Le pays a beau être petit : au Luxembourg, chacun circule dans son propre territoire. Cet espace, qui commence au travail, détermine nos relations et les langues que l’on écoute et utilise. (Plus tard, en tant que journaliste, j’allais rencontrer des immigrés venus de l’est qui parlaient couramment le portugais, parce-ce qu’ils travaillaient dans la construction.)
Après le stage, j’ai travaillé comme juriste dans une société américaine. Comme à la Commission, les langues de travail étaient le français et l’anglais. Pendant trois ans, j’ai fréquenté un cours de littérature française avec Corina Ciocarlie, journaliste au Jeudi : nous lisions La Princesse de Clèves, discutions Genet, apprenions à conjuguer l’imparfait du subjonctif, que nous n’écririons pourtant jamais, allions voir des pièces de théâtre ensemble. J’aimais cette exploration oisive, voire improductive, de la langue française, hors du « cadre de référence » et de ses niveaux de compétences techniques dans lequel l’Union européenne tente de tasser les langues. Une langue est aussi une culture, une vision du monde. Le français a vite pris la relève, même si, à la maison, je parlais anglais avec mon copain de l’époque, un Britannique.

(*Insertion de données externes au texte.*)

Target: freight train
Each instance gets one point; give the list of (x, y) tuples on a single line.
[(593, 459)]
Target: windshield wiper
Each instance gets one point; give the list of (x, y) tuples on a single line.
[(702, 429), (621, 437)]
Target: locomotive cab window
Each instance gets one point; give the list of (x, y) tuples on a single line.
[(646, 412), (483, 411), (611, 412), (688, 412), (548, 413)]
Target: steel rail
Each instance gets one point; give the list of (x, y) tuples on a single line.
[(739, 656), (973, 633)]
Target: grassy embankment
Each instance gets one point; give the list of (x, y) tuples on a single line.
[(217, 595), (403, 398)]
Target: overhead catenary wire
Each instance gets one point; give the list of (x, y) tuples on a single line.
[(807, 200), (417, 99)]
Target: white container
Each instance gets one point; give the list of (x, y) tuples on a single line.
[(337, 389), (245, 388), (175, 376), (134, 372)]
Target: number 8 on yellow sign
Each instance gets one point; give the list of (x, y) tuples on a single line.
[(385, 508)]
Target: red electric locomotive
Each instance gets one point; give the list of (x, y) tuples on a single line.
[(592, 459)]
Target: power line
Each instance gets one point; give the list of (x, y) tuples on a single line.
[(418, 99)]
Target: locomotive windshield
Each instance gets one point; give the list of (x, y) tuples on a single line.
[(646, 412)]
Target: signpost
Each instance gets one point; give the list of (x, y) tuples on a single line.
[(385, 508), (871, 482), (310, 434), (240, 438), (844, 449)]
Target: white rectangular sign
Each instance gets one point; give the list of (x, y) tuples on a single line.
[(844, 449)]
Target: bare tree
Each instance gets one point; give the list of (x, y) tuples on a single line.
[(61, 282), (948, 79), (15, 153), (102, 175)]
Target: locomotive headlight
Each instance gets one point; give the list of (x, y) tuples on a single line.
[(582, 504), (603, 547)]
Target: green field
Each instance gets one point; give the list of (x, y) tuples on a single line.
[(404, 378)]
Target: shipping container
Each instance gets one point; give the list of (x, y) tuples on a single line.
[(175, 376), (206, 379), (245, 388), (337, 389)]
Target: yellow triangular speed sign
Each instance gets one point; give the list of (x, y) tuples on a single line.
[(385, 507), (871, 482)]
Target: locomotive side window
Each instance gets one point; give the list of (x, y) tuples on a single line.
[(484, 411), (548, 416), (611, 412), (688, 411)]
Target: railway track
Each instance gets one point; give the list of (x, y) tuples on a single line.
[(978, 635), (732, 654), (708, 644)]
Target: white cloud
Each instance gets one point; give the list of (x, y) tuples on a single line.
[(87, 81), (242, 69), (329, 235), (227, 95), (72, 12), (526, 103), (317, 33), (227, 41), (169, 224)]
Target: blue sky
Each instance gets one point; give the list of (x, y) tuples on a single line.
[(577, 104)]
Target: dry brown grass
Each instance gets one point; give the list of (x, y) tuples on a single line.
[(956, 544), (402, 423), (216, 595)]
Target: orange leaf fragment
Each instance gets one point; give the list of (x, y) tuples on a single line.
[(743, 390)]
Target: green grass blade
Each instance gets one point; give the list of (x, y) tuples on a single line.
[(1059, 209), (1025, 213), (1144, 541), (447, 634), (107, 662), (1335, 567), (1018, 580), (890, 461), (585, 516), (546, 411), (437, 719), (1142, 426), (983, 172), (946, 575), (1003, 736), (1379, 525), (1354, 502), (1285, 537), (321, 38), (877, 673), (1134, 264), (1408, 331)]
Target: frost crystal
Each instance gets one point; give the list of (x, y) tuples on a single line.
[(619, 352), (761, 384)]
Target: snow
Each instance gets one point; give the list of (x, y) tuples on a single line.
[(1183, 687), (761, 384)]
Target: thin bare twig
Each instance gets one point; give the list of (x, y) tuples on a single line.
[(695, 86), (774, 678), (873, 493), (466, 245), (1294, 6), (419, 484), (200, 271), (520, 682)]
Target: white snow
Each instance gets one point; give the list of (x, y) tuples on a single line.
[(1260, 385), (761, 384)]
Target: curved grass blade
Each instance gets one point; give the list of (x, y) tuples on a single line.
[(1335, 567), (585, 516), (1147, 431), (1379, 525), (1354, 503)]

J’ai commencé à travailler comme journaliste pour la presse portugaise en 2002. Aujourd’hui, si j’avais un podomètre pour les langues – appelons-le un « langomètre » –, le portugais aurait le plus de kilomètres parcourus par jour. C’est une des langues dans la vie de ce pays, parlée par un quart de la population, y compris les immigrés des anciennes colonies portugaises qui habitent au Luxembourg. Et j’utilise aussi le français, la vraie langue véhiculaire au Grand-Duché, n’en déplaise aux nationalistes. Je me suis inscrite dans un cours de luxembourgeois en 2007. La vérité est que je n’en éprouvais pas le besoin : Dans mon cercle, personne ne le parle, et même pour le travail, le français reste la langue utilisée dans la plupart des rapports et des communiqués de presse. Je vais reprendre le cours cette année, mais je ne me fais pas d’illusion : apprendre une langue c’est un long processus – plus long encore pour une romanophone –, et je ne le parlerai peut-être jamais aussi bien qu’un enfant.
Le Luxembourg se targue d’être multilingue, mais la légitimité attribuée aux langues est très asymétrique et dépend du capital symbolique de ses locuteurs – on n’accusera jamais les Anglais qui fréquentent le pub Britannia de communautarisme, même quand ils restent monolingues. Les crispations autour des langues, aggravées par le référendum de 2015, produisent ses effets. Les cours intégrés de portugais sont menacés. La simple introduction du français dans les crèches a déjà provoqué des réactions négatives. Et la loi de la nationalité ne prend en compte que le luxembourgeois dans un pays où la majorité des étrangers ne l’entend pratiquement pas, ni n’en éprouve le besoin pour communiquer dans la vie quotidienne.